Elle soutient, dans le dernier état de ses écritures, que :
— le terrain de Kerchann a été acquis par la commune de Fouesnant pour disposer sur son territoire d’un terrain adéquat pour recevoir de grands évènements ; ce terrain a fait l’objet d’aménagements : il a été imperméabilisé et raccordé aux réseaux d’électricité, d’eau potable et d’eaux usées ; des lampadaires ont été installés le long du terrain, ainsi que des conteneurs servant de lieux de stockage ; des parkings ont également été aménagés à proximité directe du terrain, lequel est ouvert au public ; il appartient bien au domaine public communal, de sorte que le litige ressortit à la compétence du juge administratif ;
— la condition tenant à l’urgence est satisfaite, dès lors que l’arrêté porte une atteinte grave et immédiate aux intérêts qu’elle défend ; l’évènement est programmé le samedi 24 mai 2025 ; son organisation a mobilisé de très nombreux bénévoles, depuis plusieurs mois ; elle a engagé des frais pour les commandes de restauration et de liquides ; le matériel a été réservé ;
— il existe un doute sérieux sur la légalité de l’arrêté en litige qui porte une atteinte grave à la liberté d’expression et de réunion ; le motif opposé tenant à la participation du collectif Les soulèvements de la Terre est erroné ; il en est de même de celui tiré des dégradations prétendument commises durant une précédente manifestation, qui n’existent pas ;
— l’évènement ne se déroulera que le samedi 24 mai 2025 ; il consiste en l’organisation de trois tables rondes ; le dimanche 25 n’aura lieu que le démontage des structures ; le triathlon organisé ce jour-là ne sera donc pas affecté par l’évènement de la veille.
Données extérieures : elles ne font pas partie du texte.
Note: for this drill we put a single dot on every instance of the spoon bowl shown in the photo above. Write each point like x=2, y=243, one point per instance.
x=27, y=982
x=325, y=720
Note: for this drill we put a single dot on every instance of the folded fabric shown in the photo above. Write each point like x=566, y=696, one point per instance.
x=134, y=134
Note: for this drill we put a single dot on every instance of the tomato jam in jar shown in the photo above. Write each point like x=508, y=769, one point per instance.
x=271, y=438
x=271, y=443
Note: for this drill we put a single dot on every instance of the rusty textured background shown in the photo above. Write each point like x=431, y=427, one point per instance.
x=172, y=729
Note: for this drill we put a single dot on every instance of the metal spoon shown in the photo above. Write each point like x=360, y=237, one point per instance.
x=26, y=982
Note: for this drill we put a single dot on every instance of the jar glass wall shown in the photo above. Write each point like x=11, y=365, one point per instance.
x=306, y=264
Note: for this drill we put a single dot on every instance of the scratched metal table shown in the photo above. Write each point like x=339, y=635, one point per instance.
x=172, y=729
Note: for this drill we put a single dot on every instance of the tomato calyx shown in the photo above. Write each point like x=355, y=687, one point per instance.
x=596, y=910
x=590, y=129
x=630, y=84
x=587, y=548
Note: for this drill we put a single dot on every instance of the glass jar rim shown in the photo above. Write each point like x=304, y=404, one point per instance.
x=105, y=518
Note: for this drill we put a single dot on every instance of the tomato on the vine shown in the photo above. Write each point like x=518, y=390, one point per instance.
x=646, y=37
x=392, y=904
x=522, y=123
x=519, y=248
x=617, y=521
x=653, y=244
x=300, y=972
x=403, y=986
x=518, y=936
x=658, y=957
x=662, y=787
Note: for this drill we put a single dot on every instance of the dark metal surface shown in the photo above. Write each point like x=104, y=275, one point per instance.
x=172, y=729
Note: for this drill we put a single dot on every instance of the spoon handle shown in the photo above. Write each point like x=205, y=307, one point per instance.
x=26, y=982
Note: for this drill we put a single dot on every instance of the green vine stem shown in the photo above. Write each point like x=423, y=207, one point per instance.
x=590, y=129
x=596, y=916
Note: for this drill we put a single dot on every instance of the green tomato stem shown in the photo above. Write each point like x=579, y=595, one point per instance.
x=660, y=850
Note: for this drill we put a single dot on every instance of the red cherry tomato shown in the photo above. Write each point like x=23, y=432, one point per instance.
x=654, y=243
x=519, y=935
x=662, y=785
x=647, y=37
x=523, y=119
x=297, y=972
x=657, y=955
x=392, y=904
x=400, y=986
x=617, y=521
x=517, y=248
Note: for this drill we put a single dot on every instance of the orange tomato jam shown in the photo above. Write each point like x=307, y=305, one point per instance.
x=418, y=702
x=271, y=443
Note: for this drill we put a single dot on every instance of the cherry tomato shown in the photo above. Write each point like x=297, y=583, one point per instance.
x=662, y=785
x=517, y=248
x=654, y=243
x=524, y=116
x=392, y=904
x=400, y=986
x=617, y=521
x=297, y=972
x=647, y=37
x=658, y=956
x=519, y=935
Par deux mémoires en intervention, enregistrés les 25 avril et 2 mai 2025, l’Union syndicale Solidaires du Finistère, représentée par Me Ogier, conclut à l’admission de son intervention et à la suspension de l’exécution de l’arrêté du maire de la commune de Fouesnant du 8 avril 2025.
Elle soutient, dans le dernier état de ses écritures, que :
— elle a intérêt à la suspension de l’exécution de l’arrêté en litige, qui fait obstacle à la tenue de l’évènement citoyen qu’elle organise ;
— l’arrêté porte une atteinte grave et immédiate aux intérêts qu’elle défend ; l’évènement citoyen programmé est d’intérêt public ; il a pour objet et finalité de nourrir le débat public ;
— les motifs opposés manquent en fait et ne sont pas de nature à justifier le refus en litige ; le maire d’une commune ne peut refuser le prêt d’un local ou d’un terrain communal pour l’organisation d’une réunion publique que pour des motifs tirés de l’administration des propriétés communales, du fonctionnement des services ou du maintien de l’ordre public ; la circonstance que l’association présentant la demande aurait un caractère politique ne peut légalement justifier un refus, sauf à porter atteinte au principe d’égalité et de neutralité ;
— un motif d’ordre public ne peut justifier un refus que s’il n’existe pas d’autre mesure moins contraignante ; le refus n’est ni nécessaire, ni proportionné ; la seule circonstance qu’un évènement soit co-organisé par le collectif Les soulèvements de la Terre ne suffit pas à caractériser la réalité d’un risque de trouble grave à l’ordre public ; le refus est fondé sur la nature politique des débats organisés ; au demeurant, ce collectif n’a fait que relayer l’information sur l’évènement à venir, mais ne l’organise pas ;
— les prétendus troubles et dégradations précédents ne sont pas établis ; ont seulement été constatés des tags, essentiellement apposés sur des panneaux de chantier, ce qui ne constituent pas des troubles graves à l’ordre public ;
— le risque de réitération n’existe pas, compte tenu des caractéristiques et de l’emplacement du terrain de Kerchann ; les autres dégradations évoquées ne sont pas précisées ni établies ;
— les mesures ont été prises pour prévenir tout risque de débordement ou de troubles ;
— la procédure contradictoire préalable n’a pas été respectée, alors même que la décision en litige procède au retrait d’un acte créateur de droits.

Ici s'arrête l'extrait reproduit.